Das Leben der ungeborenen Kinder zählt
Indem ich mich ausdrücklich gegen Abtreibung ausspreche, denke ich nicht, dass ich mich in Bezug auf andere Menschenleben selektiv verhalte. Ich verteidige einfach die schwächsten Mitglieder der Gesellschaft. Denn mehr als jede andere Gruppe brauchen die ungeborenen Kinder meine Aufmerksamkeit: weil sie nicht selbst für ihre Sache, für ihr Leben kämpfen können. Sie sind in dieser Welt unsichtbar, weil sie noch nicht geboren sind. Sie werden als „Ding“ und nicht als Person gesehen. Ihr Leben wird nicht anerkannt, obwohl sie am Leben sind. Sie brauchen jemanden, der deutlich macht, dass ihr Leben genauso wichtig ist wie das aller anderen. Sie brauchen jemanden, der für sie in die Bresche springt, sie brauchen unerschrockene Kämpfer, starke Fürsprecher, mutige Wortführer, unermüdliche Anwälte. Und es gibt sie! Etliche von ihnen marschieren seit über zehn Jahren auf den Strassen und besetzen die Plätze unserer Städte, um sich für das einzusetzen, was für jeden gelten sollte: All lives matter – jedes Leben zählt. Als Hüter der christlichen Werte haben sie sich entschieden, ungeborene Kinder zu schützen und den Preis dafür zu zahlen. Es liegt in ihrer DNA – und in meiner auch!

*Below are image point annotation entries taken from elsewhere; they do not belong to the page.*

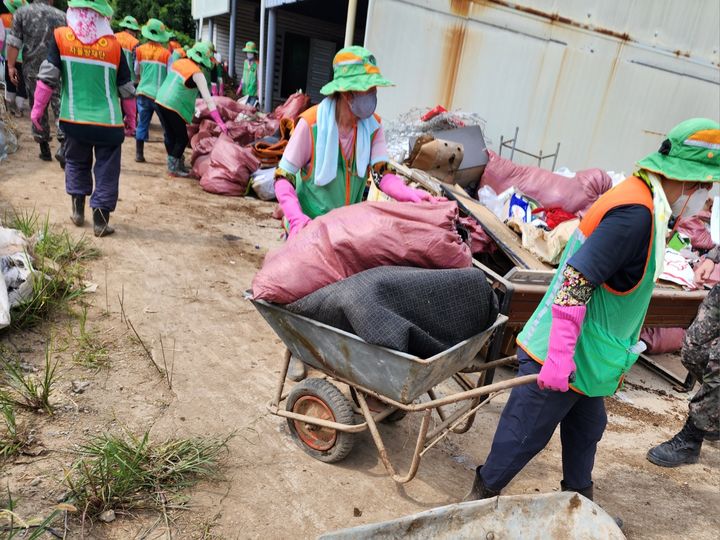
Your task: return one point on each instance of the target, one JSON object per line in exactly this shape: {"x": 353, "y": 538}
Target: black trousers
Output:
{"x": 175, "y": 128}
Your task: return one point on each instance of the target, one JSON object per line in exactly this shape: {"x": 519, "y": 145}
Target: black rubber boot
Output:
{"x": 588, "y": 494}
{"x": 681, "y": 449}
{"x": 101, "y": 222}
{"x": 140, "y": 151}
{"x": 78, "y": 208}
{"x": 45, "y": 153}
{"x": 479, "y": 489}
{"x": 60, "y": 154}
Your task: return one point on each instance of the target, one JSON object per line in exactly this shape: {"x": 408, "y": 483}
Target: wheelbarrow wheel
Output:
{"x": 321, "y": 399}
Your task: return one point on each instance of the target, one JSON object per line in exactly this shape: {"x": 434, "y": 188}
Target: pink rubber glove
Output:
{"x": 129, "y": 107}
{"x": 391, "y": 184}
{"x": 42, "y": 96}
{"x": 564, "y": 332}
{"x": 218, "y": 120}
{"x": 287, "y": 197}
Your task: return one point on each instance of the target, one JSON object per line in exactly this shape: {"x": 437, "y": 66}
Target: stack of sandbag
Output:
{"x": 355, "y": 238}
{"x": 551, "y": 190}
{"x": 229, "y": 169}
{"x": 270, "y": 149}
{"x": 293, "y": 107}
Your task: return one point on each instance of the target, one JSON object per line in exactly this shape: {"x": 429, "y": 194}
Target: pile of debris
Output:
{"x": 254, "y": 143}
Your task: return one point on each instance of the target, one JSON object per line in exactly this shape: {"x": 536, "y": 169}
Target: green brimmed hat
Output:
{"x": 14, "y": 5}
{"x": 200, "y": 54}
{"x": 691, "y": 152}
{"x": 354, "y": 70}
{"x": 130, "y": 23}
{"x": 101, "y": 6}
{"x": 155, "y": 30}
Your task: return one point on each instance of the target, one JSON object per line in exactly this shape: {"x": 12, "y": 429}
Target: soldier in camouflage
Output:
{"x": 701, "y": 357}
{"x": 32, "y": 30}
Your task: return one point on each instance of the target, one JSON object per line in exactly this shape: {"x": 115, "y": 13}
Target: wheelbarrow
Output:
{"x": 519, "y": 517}
{"x": 322, "y": 420}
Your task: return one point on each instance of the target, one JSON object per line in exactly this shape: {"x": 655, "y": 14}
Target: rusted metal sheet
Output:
{"x": 605, "y": 79}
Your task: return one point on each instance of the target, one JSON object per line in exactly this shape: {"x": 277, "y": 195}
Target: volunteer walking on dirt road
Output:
{"x": 32, "y": 32}
{"x": 176, "y": 104}
{"x": 15, "y": 96}
{"x": 128, "y": 41}
{"x": 585, "y": 330}
{"x": 152, "y": 60}
{"x": 334, "y": 147}
{"x": 701, "y": 357}
{"x": 87, "y": 62}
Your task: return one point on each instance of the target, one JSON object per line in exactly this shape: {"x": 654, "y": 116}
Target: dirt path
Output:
{"x": 181, "y": 258}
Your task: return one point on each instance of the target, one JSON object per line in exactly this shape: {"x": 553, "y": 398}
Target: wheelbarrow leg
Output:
{"x": 283, "y": 374}
{"x": 381, "y": 447}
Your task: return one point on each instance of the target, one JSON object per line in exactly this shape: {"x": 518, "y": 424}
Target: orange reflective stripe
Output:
{"x": 185, "y": 68}
{"x": 631, "y": 191}
{"x": 106, "y": 49}
{"x": 126, "y": 40}
{"x": 152, "y": 52}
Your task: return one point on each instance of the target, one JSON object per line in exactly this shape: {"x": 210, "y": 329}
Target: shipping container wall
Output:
{"x": 606, "y": 79}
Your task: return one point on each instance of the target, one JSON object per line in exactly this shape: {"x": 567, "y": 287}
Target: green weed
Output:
{"x": 126, "y": 472}
{"x": 27, "y": 391}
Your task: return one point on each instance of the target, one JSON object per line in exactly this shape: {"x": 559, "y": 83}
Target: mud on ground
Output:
{"x": 181, "y": 259}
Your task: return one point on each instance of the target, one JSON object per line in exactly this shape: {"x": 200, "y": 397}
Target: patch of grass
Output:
{"x": 58, "y": 259}
{"x": 13, "y": 437}
{"x": 27, "y": 391}
{"x": 13, "y": 526}
{"x": 90, "y": 350}
{"x": 128, "y": 472}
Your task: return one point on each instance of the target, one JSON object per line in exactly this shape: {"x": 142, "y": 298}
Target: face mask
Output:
{"x": 363, "y": 105}
{"x": 690, "y": 205}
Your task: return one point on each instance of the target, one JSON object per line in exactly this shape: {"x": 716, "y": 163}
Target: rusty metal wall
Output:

Monika von Sury leitet die Arbeit von Zukunft CH in der Romandie. Mit verschiedenen Aktionen setzt sich Zukunft CH für das Kindeswohl und das Lebensrecht von ungeborenen Kindern ein. Deshalb ist Zukunft CH u.a. Mitträger des jährlichen „Marsch fürs Läbe“, der in diesem Jahr am 18. September 2021 in Zürich geplant ist.